In [11]:
# Import create_engine, MetaData, and Table
from sqlalchemy import create_engine, MetaData, Table, func, desc

# Create engine: engine
engine = create_engine('sqlite:///census.sqlite')
connection = engine.connect()

# Create a metadata object: metadata
metadata = MetaData()

# Reflect census table from the engine: census
census = Table('census', metadata, autoload=True, autoload_with=engine)

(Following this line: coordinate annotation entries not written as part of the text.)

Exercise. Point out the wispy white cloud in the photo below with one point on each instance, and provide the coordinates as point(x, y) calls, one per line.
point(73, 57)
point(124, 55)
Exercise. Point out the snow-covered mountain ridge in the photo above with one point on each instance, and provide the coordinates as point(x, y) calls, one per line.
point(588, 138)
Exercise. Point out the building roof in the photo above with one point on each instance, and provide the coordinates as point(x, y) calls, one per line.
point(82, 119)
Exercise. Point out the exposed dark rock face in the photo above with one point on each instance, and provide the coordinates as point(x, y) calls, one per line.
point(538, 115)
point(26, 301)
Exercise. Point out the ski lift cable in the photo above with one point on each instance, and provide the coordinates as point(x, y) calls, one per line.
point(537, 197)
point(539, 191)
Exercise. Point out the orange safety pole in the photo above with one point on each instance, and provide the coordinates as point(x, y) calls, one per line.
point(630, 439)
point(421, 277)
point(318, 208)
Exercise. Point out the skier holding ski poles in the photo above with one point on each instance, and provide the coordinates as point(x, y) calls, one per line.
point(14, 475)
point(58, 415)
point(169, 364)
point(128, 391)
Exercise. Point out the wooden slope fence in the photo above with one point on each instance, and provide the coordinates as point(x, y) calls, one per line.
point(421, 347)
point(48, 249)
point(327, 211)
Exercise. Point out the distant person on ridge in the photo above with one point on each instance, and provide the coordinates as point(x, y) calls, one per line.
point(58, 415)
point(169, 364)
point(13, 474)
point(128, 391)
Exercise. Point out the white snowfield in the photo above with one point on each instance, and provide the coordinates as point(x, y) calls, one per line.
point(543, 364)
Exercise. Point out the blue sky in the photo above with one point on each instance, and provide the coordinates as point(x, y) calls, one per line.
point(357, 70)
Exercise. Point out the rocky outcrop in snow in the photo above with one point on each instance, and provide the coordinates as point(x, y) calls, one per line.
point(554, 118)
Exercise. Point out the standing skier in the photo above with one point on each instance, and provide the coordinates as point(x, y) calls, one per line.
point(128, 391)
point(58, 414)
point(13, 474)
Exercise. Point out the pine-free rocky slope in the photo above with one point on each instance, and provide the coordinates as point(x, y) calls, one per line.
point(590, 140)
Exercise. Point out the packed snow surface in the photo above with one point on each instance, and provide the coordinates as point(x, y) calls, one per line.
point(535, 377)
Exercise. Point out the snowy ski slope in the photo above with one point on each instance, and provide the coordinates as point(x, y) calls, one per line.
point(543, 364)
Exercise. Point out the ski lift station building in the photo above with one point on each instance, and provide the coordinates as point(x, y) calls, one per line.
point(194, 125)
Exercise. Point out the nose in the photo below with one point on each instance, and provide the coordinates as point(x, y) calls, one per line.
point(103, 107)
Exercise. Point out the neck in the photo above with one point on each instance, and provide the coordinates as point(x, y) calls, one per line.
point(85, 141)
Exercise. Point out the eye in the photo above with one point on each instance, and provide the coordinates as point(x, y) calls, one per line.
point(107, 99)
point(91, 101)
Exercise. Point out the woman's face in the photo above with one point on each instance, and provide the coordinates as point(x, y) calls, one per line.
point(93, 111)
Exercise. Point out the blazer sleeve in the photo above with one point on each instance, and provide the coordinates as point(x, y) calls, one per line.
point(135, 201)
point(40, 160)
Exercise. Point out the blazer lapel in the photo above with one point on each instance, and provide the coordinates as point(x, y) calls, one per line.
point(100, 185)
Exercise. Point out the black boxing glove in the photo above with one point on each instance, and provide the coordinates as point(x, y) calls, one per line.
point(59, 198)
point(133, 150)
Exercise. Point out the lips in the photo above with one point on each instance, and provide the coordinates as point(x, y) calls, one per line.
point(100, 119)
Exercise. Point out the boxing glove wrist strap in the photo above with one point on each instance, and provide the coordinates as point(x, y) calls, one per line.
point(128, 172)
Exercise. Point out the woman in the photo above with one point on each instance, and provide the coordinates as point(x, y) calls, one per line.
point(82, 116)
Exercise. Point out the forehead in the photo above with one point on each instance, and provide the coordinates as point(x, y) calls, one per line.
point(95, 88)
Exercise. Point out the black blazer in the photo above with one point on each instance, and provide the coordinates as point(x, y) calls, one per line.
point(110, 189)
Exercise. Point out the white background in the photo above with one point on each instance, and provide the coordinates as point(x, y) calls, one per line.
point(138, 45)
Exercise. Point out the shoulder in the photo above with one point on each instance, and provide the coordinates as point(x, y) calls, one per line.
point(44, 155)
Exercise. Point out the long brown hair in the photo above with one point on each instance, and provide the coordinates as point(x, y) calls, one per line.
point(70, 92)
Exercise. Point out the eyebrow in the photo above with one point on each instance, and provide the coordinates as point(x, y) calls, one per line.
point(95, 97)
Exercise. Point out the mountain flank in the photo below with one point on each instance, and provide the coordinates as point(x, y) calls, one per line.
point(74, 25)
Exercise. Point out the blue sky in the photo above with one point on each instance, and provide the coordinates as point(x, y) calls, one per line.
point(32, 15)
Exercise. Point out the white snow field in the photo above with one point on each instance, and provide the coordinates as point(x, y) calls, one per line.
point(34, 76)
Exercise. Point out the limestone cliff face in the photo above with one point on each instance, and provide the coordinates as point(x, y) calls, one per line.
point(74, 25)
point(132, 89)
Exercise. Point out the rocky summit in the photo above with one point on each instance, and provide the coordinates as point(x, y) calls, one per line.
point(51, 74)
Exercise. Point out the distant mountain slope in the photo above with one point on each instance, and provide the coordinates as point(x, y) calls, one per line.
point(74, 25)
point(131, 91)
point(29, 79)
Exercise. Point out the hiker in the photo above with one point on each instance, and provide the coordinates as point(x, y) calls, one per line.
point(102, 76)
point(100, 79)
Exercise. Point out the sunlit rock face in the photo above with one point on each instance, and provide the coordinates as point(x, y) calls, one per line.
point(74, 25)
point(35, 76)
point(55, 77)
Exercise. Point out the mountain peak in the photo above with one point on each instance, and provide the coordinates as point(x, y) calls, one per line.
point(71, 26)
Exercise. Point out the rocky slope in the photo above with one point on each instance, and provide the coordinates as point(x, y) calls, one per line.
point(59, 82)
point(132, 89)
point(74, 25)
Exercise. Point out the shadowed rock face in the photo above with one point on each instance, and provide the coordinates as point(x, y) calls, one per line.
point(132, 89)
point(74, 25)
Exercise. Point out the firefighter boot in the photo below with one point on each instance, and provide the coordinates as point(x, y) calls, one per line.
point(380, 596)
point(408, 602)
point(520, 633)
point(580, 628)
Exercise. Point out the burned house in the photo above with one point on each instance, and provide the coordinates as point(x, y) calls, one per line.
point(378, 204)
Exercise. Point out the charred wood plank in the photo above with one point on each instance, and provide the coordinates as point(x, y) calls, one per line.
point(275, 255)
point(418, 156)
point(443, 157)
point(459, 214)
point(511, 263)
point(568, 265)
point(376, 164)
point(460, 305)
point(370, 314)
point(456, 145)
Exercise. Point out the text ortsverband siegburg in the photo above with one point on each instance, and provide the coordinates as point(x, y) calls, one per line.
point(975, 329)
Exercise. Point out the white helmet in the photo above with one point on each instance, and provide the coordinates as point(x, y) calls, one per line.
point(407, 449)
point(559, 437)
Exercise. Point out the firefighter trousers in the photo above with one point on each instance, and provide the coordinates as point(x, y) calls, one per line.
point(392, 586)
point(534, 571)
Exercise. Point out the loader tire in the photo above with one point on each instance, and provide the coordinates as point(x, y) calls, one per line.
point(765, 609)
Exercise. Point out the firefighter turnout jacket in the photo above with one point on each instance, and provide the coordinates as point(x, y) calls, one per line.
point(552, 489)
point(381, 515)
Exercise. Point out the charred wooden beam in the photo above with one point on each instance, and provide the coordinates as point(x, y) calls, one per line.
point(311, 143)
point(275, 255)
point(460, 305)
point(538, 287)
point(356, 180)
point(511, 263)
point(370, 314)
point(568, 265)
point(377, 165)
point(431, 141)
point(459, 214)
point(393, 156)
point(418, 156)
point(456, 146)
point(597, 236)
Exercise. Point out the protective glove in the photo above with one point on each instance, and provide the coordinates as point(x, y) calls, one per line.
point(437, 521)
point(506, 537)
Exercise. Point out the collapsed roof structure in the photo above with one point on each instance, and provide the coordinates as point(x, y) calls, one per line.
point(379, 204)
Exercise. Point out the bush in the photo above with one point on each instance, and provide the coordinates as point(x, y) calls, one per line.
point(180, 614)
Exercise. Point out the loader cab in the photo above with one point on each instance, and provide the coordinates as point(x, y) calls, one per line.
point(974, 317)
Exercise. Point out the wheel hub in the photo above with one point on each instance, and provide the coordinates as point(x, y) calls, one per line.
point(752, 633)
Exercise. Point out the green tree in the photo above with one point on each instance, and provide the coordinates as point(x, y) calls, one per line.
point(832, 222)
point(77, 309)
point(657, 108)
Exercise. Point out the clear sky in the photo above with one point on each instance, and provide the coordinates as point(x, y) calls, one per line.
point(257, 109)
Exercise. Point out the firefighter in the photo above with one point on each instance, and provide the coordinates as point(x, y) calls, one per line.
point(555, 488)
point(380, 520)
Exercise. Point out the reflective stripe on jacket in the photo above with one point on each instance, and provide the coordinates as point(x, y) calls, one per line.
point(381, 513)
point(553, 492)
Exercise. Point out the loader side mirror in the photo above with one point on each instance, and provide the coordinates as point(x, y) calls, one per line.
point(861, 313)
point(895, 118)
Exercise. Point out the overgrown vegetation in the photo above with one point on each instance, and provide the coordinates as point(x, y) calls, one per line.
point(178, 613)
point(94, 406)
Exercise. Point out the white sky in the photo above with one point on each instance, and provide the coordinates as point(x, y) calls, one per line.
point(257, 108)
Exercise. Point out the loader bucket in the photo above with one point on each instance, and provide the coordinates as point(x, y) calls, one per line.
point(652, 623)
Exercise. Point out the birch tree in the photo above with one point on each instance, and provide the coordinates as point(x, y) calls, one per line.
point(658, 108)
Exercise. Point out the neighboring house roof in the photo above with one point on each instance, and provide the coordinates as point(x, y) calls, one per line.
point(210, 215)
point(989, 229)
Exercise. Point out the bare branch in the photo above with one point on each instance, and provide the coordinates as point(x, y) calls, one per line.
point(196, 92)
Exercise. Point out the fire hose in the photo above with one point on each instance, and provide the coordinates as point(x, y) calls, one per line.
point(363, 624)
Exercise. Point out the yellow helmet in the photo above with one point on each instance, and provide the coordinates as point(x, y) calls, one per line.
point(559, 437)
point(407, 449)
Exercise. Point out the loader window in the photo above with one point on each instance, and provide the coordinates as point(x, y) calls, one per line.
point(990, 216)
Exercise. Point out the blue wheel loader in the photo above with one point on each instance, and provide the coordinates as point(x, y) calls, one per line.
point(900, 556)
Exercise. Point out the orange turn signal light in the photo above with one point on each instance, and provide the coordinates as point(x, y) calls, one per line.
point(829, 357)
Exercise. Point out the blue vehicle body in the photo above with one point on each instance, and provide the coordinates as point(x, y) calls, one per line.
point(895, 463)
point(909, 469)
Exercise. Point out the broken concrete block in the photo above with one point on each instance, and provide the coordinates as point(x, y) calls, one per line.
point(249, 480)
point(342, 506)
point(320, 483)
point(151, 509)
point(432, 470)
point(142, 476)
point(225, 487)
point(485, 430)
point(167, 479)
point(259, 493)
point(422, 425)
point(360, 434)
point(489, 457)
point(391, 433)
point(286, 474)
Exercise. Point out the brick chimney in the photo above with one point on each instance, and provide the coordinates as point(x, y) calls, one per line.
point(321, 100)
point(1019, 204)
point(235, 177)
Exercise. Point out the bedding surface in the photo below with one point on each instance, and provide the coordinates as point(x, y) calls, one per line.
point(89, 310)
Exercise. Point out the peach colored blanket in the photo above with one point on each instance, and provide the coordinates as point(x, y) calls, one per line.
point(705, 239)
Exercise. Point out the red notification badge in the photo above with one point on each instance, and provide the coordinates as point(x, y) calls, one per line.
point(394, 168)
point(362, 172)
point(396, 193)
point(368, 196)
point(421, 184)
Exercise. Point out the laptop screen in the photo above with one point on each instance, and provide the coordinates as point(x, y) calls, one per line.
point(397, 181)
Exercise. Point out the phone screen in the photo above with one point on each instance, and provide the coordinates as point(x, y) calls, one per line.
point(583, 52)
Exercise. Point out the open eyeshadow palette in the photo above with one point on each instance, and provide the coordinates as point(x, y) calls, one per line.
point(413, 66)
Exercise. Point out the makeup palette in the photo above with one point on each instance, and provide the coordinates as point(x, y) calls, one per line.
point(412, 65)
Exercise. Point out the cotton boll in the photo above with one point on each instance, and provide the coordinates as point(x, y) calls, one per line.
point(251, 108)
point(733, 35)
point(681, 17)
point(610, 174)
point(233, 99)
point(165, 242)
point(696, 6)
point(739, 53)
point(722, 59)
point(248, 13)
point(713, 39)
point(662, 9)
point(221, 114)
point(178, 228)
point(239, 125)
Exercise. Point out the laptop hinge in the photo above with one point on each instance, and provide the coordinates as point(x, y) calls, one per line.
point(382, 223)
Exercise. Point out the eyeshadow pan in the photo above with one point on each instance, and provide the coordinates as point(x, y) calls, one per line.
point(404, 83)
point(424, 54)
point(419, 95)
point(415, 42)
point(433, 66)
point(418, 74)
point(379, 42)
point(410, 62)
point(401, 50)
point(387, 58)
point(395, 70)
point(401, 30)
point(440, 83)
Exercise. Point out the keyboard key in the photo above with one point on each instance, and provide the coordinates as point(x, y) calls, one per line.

# Calculating Values in a Query

Time to do some math on columns on our query. 
 - addition +
 - subtraction - 
 - division / 
 - modulus % 

Work differently on different data types

In [12]:
# Create the statement
stmt = select([census.columns.age,
              (census.columns.pop2008 
               - census.columns.pop2000).label('pop_change')
              ])

# Group the columns 
stmt = stmt.group_by(census.columns.age)

# Order the columns value according to "pop_change"
stmt = stmt.order_by(desc('pop_change'))

# Limit statement to just return the top 5 results
stmt = stmt.limit(5)

# Execute the statement
results = connection.execute(stmt).fetchall()

print(results)

[(61, 25201), (54, 23503), (55, 21716), (60, 19677), (58, 19526)]


# Case Statement

 - Used to treat data differently based on a condition 
 - Accepts a list of conditions to match and a column to return if the condition matches
 - The list of conditions ends with an else clause to determine what to do when a record doesn't match any prior conditions. 

In [13]:
# Import the case statement
from sqlalchemy import case

# Create the statement
stmt = select([
    func.sum(
        case([
            # Check if this statement is true
            (census.columns.state == 'New York',
             # If is, return the value specify below
             census.columns.pop2008)
            #If not, then do the next
        ], else_= 0))])

results = connection.execute(stmt).fetchall()

print(results)

[(19465159,)]


# Cast Statement
 - When you perform operations and you need to convert a column from one type to another
 - Useful for converting:
   * integers to floats (for division)
   * strings to dates and times 
 - Accepts a column or expression and the type to which you want to convert it.

In [14]:
# Import the necessary
from sqlalchemy import case, cast, Float

# Create the statement
stmt = select([
    (func.sum(
    case([
        (census.columns.state == 'New York',
        census.columns.pop2008)
    ], else_=0)) / 
    cast(func.sum(census.columns.pop2008),
        Float) * 100).label('my_percent')
])

results = connection.execute(stmt).fetchall()

print(results)

[(6.426761976501632,)]


If we don't convert a number to float when we do division, it will perform floor or integer division and we will get 0 back.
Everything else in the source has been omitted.